BEIRUT: Syrian rebels said Monday they had fired mortar bombs at the presidential palace, Damascus International Airport and security buildings to mark the second anniversary of the uprising against President Bashar Assad.
A statement posted on an opposition Facebook page said rebel groups had fired “a number of 120mm heavy caliber mortar bombs ... in a joint operation coordinated with battalions operating in Damascus.”
“The operation comes in conjunction with the second anniversary of the start of our revolution, which is a revolution of freedom and dignity against the despotic regime of the criminal Bashar Assad,” it said.
Reuters could not independently confirm reports due to reporting restrictions on journalists in Syria.
The Syrian Observatory for Human Rights, which has a network of activists across the country, said several rockets fell in districts near the presidential palace. But it said it could not confirm if the building was actually hit, nor whether there were any casualties.
Rebels who are fighting to end four decades of Assad family rule have overrun suburbs on the outskirts of the capital but are unable to break into the center of the city as the army has fortified positions.
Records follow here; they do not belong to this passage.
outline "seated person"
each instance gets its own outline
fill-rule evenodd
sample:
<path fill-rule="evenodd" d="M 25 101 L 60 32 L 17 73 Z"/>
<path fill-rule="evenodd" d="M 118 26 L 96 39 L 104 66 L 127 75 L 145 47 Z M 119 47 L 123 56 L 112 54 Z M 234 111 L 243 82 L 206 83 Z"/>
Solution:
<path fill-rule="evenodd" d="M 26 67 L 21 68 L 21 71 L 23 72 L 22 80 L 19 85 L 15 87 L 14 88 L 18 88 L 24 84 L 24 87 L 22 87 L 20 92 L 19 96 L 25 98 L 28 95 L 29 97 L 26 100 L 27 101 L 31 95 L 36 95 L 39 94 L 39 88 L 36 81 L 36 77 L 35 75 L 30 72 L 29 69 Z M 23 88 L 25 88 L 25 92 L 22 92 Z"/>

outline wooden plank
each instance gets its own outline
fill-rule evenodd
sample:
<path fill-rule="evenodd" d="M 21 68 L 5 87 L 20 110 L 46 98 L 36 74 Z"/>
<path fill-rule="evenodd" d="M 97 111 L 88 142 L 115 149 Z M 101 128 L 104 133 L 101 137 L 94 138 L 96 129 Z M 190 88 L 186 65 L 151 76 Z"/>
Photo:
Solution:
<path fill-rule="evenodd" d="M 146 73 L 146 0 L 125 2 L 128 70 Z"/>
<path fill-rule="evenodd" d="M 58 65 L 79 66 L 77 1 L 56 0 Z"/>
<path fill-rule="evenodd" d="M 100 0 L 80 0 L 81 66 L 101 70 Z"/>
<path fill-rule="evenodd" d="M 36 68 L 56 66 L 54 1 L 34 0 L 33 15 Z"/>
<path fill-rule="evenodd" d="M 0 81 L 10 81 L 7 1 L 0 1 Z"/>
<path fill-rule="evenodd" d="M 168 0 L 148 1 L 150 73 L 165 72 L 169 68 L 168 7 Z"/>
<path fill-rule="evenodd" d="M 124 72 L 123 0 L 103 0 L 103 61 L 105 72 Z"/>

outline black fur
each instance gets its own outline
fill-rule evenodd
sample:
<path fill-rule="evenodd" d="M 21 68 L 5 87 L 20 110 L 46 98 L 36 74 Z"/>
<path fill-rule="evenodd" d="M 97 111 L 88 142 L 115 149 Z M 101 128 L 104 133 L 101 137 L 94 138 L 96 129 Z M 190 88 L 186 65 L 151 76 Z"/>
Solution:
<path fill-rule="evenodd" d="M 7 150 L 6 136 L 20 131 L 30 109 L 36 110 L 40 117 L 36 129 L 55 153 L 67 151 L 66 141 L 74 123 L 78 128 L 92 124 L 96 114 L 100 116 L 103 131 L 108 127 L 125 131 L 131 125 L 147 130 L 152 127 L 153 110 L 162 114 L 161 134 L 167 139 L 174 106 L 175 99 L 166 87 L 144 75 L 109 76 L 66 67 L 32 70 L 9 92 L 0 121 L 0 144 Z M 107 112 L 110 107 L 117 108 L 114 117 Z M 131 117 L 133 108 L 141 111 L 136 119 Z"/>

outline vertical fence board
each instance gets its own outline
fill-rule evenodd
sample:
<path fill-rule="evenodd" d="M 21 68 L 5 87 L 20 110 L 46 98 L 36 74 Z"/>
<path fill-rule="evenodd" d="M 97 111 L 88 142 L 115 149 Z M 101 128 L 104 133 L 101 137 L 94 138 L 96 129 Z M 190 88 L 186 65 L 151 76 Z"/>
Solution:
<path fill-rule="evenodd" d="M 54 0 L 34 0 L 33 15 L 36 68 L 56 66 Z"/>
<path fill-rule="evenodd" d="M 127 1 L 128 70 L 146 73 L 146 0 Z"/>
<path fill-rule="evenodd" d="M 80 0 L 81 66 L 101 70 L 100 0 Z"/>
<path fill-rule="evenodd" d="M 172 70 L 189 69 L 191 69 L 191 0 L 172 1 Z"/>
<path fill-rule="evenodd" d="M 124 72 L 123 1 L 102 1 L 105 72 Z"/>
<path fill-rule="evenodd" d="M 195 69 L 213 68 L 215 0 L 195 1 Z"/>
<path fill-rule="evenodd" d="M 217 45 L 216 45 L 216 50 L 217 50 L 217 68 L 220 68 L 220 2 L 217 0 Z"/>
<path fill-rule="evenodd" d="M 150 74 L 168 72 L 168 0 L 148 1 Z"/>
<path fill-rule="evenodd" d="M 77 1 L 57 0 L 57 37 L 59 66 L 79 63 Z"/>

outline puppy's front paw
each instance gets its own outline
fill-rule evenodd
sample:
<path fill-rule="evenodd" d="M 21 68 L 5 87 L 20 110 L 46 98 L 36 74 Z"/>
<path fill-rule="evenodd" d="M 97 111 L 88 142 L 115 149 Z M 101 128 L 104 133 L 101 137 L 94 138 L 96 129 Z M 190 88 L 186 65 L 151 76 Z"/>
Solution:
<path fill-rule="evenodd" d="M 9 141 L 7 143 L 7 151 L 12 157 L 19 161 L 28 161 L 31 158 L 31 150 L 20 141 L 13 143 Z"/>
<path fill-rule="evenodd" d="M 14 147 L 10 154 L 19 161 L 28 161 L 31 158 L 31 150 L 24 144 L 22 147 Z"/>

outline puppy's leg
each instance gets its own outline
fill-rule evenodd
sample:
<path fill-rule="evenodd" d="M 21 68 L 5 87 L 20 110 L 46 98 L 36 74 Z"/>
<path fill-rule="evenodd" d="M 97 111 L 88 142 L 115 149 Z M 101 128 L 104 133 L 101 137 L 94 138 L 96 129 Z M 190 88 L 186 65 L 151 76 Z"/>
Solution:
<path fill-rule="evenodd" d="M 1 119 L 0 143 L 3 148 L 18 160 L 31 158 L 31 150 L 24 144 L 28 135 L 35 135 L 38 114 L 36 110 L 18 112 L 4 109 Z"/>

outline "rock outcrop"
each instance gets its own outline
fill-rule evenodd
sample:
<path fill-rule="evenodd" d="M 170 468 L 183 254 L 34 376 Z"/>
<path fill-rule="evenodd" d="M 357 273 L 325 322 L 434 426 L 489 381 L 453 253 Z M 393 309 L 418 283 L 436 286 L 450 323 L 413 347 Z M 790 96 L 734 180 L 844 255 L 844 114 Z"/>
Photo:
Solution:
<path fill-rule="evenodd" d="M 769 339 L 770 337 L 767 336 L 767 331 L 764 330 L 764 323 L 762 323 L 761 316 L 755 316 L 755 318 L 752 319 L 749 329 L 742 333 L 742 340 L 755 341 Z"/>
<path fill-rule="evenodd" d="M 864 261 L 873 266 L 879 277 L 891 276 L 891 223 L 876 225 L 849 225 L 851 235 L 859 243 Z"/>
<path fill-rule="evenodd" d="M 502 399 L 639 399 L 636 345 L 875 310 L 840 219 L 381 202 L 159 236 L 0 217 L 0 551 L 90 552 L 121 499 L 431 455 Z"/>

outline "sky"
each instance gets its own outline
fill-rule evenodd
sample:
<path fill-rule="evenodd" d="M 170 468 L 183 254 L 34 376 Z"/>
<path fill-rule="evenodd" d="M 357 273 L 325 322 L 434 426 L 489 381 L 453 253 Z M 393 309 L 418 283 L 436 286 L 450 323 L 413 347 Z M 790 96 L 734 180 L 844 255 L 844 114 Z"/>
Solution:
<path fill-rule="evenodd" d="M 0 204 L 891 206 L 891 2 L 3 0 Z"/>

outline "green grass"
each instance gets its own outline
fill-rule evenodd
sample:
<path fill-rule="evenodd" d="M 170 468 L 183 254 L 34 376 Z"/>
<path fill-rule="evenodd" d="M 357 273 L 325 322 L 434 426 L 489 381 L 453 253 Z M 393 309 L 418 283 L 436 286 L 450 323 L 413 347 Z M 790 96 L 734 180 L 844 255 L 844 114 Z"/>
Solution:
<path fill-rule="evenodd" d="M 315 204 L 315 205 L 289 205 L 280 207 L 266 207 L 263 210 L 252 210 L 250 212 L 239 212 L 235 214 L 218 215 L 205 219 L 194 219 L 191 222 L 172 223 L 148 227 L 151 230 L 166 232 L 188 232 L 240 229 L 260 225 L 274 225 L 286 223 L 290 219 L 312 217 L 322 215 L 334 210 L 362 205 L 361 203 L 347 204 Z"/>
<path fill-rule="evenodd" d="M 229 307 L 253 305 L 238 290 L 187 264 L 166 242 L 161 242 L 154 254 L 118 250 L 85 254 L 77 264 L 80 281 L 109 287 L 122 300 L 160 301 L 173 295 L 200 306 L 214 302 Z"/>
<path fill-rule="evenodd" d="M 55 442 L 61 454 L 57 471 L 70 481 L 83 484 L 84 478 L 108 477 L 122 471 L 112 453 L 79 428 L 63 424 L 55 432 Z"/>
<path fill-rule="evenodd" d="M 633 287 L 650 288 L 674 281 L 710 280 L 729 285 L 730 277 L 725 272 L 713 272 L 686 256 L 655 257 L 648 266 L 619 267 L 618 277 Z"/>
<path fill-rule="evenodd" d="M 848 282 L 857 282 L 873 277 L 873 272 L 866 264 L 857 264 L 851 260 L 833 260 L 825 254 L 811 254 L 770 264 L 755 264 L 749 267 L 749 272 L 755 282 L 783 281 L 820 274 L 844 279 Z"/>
They have hit the airport and the palace before, but Assad is no longer believed to be living there.
The Observatory reported “violent clashes” between rebel forces and regime troops in the eastern Damascus district of Jubar, “accompanied by heavy shelling of the neighborhood and reported losses on both sides.”
The activist group also reported shelling of the city’s southern Maadaniya district and sniper fire and casualties in northern Barzeh.
The predominantly Palestinian neighborhood of Yarmouk in the south of the city also came under mortar fire throughout the day, the Britain-based Observatory said.
Syria’s state news agency SANA reported that “terrorists” had fired five mortar bombs at areas in the capital close to the presidential palace, adding that the resulting fire caused no injuries.
As rebels have pushed toward the capital, they have sporadically fired in the direction of the presidential palace area in the northwest of the city.
Elsewhere in the capital, the Observatory said regime forces carried out “a campaign of arrests of a number of students from the University City student housing in the Mezzeh district” of western Damascus.
Observatory director Rami Abdel-Rahman, speaking to AFP by telephone, said “intelligence forces this morning entered University City,” which is home to Damascus University students from different areas.
The group said 17 people were killed in the area around the capital during shelling of towns including Irbin, Douma and Kfar Batna.
Regime forces have launched a broad campaign in the region around the capital in recent months, in a bid to unseat rebels from rear bases they are using to attack Damascus.
Seven civilians were also killed in air raids on the town of Al-Qusair in Homs province, while warplanes carried out raids in the Bab Amr area of the city.
In central Hama province, opposition fighters gained control of the Tel Hamamiyat checkpoint on the eastern outskirts of town of Kernaz, “following violent clashes that began at around midnight Sunday,” the Observatory said. “A number of military vehicles were damaged, members of the regime forces were killed and weapons and ammunition were captured.”
Regime forces responded with artillery fire targeting the local towns of Kernaz and Latamneh, and air raids on the town of Kafar Zeita.
Regime warplanes also bombed the city of Raqqa, which fell to the rebels earlier this month, the Observatory said.
The group said at least 71 people were killed across the country Monday, including 36 civilians, 10 rebel fighters and 25 regime troops.